ESG bond indices can defend investors' portfolios

This article is part of
Guide to passive ESG investing

ESG bond indices can defend investors' portfolios
 Pexels/ Singkham

Much like their equity counterparts, passive bond funds with an ESG tilt have experienced significant growth in recent years.

ESG bond ETFs commanded some $7.6bn in assets in 2019 according to iShares, more than triple the amount recorded in 2018.

That sum had reached £10.3bn by the middle of 2020.

Given the important role of fixed income in portfolios, such offerings should prove useful for conscientious clients who value diversification.

Bond ESG passives also tend to come cheaper than active equivalents, while ETFs have notably high levels of transparency. Conscientious investors can often check the full list of an ETF’s holdings.

But as Morningstar noted in a recent report, bond passives with an ESG leaning remain in an embryonic phase. The authors of the report, “Passive sustainable funds: the global landscape 2020”, published in September, note that European investors had just 53 passive fixed income funds to choose from at the time of writing, with just 12 available in the US.

The good news is that ESG bond passives are rapidly taking on greater scale, with providers expanding into new subsectors.

Demand from various sources, from DIY investors to wealth managers and pension funds, should spur this on, resulting in greater innovation. But, as with any ESG approach, close attention should be paid to the underlying investment. Fixed income ESG passives also come with their own issues.

Passing the test

2020 has been a tipping point for ESG in two respects.
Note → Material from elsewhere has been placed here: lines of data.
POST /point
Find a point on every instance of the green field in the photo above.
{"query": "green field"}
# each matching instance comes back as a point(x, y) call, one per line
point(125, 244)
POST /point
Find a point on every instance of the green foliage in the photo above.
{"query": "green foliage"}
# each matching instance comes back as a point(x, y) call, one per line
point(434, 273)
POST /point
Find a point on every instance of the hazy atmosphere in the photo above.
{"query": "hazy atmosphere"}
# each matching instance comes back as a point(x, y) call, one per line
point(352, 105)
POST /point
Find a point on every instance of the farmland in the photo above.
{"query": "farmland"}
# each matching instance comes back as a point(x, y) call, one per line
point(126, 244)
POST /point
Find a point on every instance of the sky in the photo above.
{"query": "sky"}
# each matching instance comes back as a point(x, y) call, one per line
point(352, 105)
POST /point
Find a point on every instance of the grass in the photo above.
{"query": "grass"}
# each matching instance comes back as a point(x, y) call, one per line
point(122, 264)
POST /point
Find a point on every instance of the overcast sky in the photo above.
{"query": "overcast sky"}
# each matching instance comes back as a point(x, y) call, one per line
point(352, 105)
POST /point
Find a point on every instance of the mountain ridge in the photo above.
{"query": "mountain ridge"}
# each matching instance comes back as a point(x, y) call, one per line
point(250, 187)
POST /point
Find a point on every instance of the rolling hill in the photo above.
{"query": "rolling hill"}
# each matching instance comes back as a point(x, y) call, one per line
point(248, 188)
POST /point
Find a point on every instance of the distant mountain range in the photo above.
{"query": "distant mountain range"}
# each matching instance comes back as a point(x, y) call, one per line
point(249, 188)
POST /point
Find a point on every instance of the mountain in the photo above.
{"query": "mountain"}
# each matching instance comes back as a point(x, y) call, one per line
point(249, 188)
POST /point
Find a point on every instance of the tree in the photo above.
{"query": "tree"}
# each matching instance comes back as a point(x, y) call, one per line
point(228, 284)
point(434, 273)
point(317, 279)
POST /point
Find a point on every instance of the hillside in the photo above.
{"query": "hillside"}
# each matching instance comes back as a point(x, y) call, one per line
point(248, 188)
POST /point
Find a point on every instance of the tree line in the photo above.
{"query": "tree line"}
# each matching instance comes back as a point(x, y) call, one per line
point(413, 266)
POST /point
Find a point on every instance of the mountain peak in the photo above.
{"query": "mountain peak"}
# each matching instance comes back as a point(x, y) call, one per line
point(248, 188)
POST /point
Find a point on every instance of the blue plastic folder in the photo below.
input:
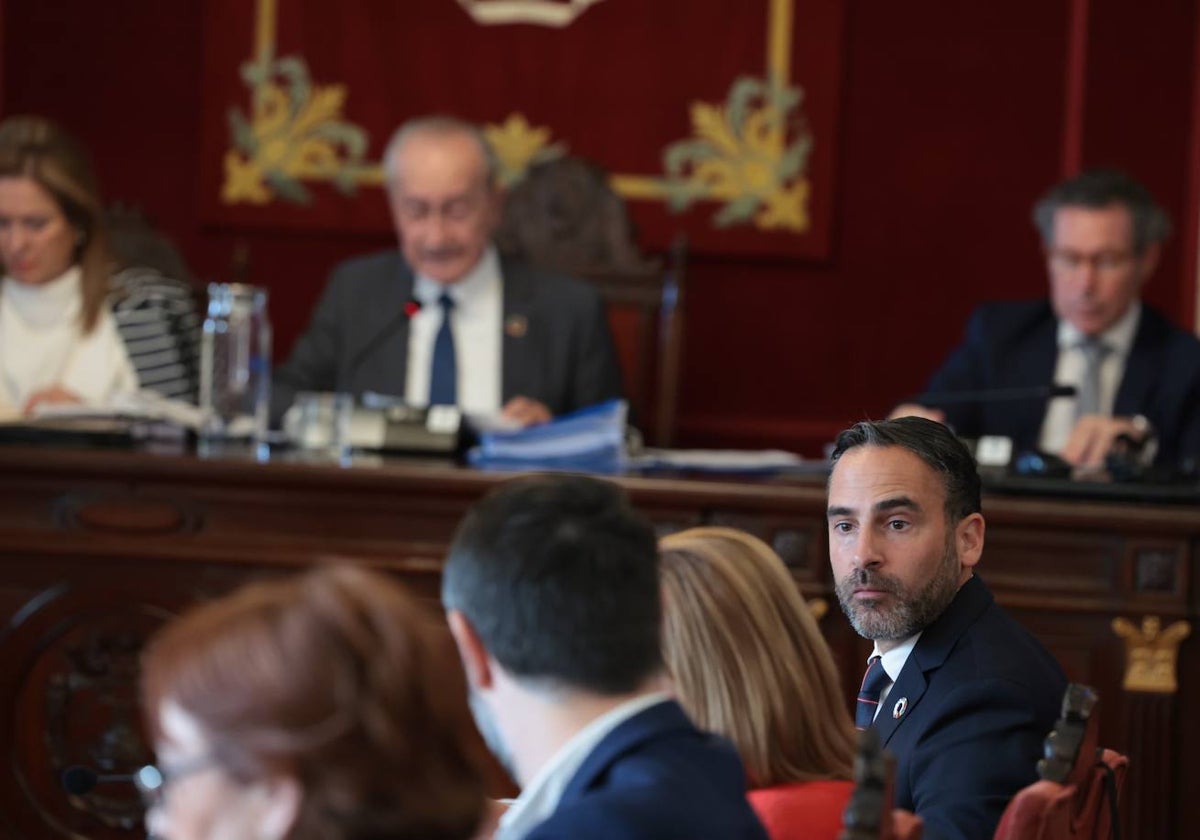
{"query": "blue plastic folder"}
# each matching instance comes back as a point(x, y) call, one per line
point(591, 439)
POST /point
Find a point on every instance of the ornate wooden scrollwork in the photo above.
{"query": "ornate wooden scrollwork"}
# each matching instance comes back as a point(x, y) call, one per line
point(1152, 653)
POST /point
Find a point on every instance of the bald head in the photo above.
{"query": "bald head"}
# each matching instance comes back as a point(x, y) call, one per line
point(444, 202)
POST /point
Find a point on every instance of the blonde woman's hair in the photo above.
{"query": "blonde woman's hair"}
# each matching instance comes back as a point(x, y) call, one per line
point(37, 149)
point(748, 660)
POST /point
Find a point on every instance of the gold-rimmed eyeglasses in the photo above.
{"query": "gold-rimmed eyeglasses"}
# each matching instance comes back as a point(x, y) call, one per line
point(1104, 262)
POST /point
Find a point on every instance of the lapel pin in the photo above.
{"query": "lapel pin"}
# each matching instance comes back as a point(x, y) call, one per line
point(515, 327)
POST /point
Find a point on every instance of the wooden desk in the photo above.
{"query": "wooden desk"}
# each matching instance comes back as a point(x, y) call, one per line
point(97, 549)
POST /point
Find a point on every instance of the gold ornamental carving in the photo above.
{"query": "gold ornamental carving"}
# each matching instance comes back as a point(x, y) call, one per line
point(556, 13)
point(1152, 653)
point(748, 154)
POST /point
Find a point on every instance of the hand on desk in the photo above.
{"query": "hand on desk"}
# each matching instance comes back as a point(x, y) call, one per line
point(911, 409)
point(49, 396)
point(1093, 437)
point(526, 412)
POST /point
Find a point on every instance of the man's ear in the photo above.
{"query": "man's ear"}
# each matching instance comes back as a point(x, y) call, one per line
point(969, 540)
point(475, 660)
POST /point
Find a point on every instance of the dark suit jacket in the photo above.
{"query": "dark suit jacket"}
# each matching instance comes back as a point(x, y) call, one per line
point(1015, 345)
point(982, 695)
point(562, 353)
point(655, 777)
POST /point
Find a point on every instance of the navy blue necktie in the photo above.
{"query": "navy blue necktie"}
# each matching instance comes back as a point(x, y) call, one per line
point(444, 371)
point(869, 695)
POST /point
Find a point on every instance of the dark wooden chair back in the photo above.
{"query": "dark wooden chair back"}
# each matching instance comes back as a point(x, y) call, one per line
point(564, 216)
point(869, 814)
point(1078, 793)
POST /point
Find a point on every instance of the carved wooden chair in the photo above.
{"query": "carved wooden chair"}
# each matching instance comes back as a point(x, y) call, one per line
point(869, 814)
point(1079, 792)
point(564, 216)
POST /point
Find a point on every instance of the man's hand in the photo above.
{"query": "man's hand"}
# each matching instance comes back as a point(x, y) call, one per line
point(911, 409)
point(1093, 437)
point(526, 412)
point(49, 396)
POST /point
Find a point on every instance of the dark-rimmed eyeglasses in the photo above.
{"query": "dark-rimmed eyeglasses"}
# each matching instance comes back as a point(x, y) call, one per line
point(151, 780)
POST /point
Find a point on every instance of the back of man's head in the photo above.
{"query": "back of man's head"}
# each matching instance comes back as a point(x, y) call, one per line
point(558, 576)
point(1097, 190)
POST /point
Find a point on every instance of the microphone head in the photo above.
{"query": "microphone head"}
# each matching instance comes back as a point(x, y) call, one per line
point(78, 780)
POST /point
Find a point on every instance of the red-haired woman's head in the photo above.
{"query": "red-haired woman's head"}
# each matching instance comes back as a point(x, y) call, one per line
point(328, 706)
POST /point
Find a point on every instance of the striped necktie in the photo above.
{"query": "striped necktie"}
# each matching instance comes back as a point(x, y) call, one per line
point(869, 695)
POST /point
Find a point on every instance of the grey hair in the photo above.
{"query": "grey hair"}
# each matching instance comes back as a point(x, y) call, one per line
point(441, 125)
point(1098, 189)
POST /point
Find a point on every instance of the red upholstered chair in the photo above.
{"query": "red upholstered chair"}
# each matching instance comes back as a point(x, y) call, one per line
point(1078, 795)
point(869, 813)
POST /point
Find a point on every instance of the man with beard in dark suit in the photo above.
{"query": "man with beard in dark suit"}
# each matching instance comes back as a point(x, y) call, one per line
point(959, 691)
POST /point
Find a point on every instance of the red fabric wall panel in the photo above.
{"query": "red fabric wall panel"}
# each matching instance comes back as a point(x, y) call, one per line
point(951, 125)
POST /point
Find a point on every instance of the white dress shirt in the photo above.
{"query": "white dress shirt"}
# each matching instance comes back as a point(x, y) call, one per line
point(478, 336)
point(893, 664)
point(539, 799)
point(1060, 418)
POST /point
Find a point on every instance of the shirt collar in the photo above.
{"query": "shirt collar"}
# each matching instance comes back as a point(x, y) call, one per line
point(539, 798)
point(463, 292)
point(894, 659)
point(55, 301)
point(1117, 337)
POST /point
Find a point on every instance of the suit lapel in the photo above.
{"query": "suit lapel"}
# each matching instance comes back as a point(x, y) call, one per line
point(933, 648)
point(1143, 367)
point(382, 342)
point(519, 364)
point(1032, 365)
point(647, 724)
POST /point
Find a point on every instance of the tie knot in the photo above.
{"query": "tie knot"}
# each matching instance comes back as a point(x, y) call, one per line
point(874, 682)
point(1093, 348)
point(875, 677)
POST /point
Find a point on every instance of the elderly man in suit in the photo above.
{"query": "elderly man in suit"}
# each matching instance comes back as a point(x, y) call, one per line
point(1134, 372)
point(959, 691)
point(552, 594)
point(447, 321)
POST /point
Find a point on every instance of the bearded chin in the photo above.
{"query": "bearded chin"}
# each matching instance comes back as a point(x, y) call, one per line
point(905, 612)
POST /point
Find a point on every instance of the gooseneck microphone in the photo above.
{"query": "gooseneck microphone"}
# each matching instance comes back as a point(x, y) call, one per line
point(406, 313)
point(78, 780)
point(994, 395)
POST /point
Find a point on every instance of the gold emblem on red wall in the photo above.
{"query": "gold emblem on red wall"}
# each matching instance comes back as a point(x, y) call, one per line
point(749, 154)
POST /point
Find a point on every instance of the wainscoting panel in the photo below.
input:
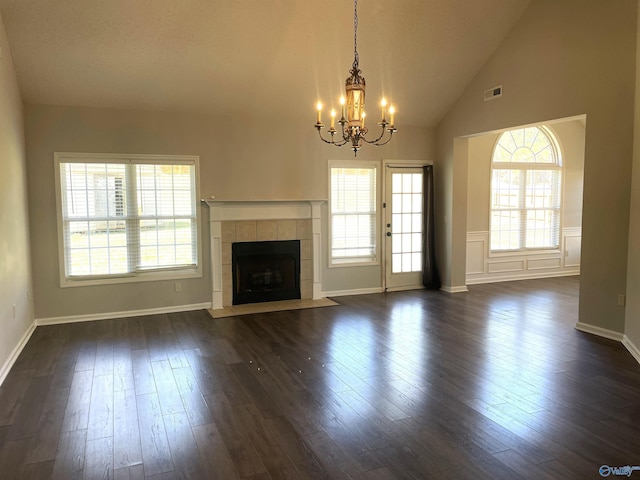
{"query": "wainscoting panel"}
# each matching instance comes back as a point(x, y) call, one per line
point(484, 267)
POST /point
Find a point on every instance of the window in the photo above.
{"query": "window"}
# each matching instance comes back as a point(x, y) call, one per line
point(525, 191)
point(353, 212)
point(126, 218)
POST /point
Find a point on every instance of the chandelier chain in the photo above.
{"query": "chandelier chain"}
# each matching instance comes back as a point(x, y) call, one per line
point(355, 34)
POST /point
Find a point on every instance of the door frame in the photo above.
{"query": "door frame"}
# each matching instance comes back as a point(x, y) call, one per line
point(385, 171)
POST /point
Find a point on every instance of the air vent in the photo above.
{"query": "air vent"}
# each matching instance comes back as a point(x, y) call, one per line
point(491, 93)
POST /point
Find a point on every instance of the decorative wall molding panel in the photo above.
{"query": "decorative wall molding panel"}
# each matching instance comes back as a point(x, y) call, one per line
point(486, 267)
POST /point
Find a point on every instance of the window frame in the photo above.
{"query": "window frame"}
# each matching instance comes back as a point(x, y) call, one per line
point(524, 168)
point(153, 274)
point(336, 262)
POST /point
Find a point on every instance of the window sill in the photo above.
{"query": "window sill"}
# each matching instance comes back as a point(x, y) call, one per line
point(155, 276)
point(523, 253)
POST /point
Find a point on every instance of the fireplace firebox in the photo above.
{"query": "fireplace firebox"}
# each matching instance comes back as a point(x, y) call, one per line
point(265, 271)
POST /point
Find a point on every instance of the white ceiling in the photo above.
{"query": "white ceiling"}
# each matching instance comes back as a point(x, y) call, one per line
point(252, 57)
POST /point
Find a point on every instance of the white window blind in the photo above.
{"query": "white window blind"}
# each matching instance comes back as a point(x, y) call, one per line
point(127, 216)
point(525, 191)
point(353, 215)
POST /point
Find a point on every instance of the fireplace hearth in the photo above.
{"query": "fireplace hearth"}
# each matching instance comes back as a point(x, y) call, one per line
point(265, 271)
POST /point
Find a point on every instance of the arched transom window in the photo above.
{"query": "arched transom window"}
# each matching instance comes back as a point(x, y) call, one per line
point(526, 175)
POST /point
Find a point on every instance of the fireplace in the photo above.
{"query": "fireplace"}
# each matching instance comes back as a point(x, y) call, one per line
point(265, 271)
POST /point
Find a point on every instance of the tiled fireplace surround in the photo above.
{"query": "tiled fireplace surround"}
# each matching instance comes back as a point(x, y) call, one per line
point(252, 220)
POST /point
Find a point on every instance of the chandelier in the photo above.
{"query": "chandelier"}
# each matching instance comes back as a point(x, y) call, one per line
point(352, 116)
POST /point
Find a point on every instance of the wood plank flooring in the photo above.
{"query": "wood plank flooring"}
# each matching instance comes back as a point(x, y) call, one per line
point(494, 383)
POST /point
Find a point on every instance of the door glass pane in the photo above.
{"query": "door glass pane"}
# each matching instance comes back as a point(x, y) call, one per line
point(406, 229)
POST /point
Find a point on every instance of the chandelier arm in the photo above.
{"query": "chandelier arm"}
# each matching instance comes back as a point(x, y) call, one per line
point(381, 143)
point(332, 141)
point(356, 57)
point(375, 142)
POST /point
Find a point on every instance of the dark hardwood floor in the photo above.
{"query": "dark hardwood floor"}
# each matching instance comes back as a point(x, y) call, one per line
point(494, 383)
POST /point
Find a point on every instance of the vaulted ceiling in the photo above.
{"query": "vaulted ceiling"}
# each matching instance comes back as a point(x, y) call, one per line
point(271, 58)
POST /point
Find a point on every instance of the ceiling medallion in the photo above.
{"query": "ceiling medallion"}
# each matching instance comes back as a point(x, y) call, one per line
point(352, 114)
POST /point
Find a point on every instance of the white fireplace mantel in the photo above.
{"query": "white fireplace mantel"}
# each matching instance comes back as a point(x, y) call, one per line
point(238, 210)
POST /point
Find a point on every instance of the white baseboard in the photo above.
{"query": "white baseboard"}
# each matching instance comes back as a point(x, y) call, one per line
point(355, 291)
point(459, 289)
point(15, 353)
point(633, 350)
point(523, 276)
point(402, 289)
point(130, 313)
point(599, 331)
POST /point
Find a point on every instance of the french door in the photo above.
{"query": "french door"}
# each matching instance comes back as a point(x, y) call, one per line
point(403, 227)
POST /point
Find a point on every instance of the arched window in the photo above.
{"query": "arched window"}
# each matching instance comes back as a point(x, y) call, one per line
point(526, 191)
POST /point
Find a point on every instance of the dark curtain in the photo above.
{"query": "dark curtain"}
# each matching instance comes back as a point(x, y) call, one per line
point(430, 277)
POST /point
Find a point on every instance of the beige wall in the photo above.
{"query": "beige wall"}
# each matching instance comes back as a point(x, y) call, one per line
point(15, 265)
point(570, 136)
point(632, 314)
point(240, 158)
point(561, 59)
Firstly, this year has seen an explosion in demand, placing it firmly into the mainstream. The events of 2020 may also have finally settled any lingering debates about whether ESG investing means sacrificing returns.

In the equity space, ESG funds have held up better than their mainstream peers, partly because ESG funds often have a bias to more defensive “quality” stocks.

Similarly, ESG bond indices have generally proved more defensive than their parent benchmarks, losing less when prices were falling but lagging as assets have rallied.

Importantly, ESG approaches in the bond space could help investors to both defend their portfolios and positively influence a large swathe of companies.

Vasiliki Pachatouridi, head of Emea fixed income strategy at iShares, notes: "In fixed income, ESG issues present a material credit risk for both corporate and sovereign debt.

"With debt issuance dwarfing equity issuance, bonds are an increasing source of corporate finance. Credit investors see an opportunity to exert meaningful influence over issues with ESG and disclosure practices."

Investors are likely to see ESG bond passives proliferate in the coming years. Offerings are already available in various areas, from investment grade corporate bonds to high yield and emerging markets.

ESG passives with a focus on government bonds are also emerging, though progress has been somewhat slower here. This relates to a variety of issues, including the difficulty of assessing climate change risk when it comes to different government bonds.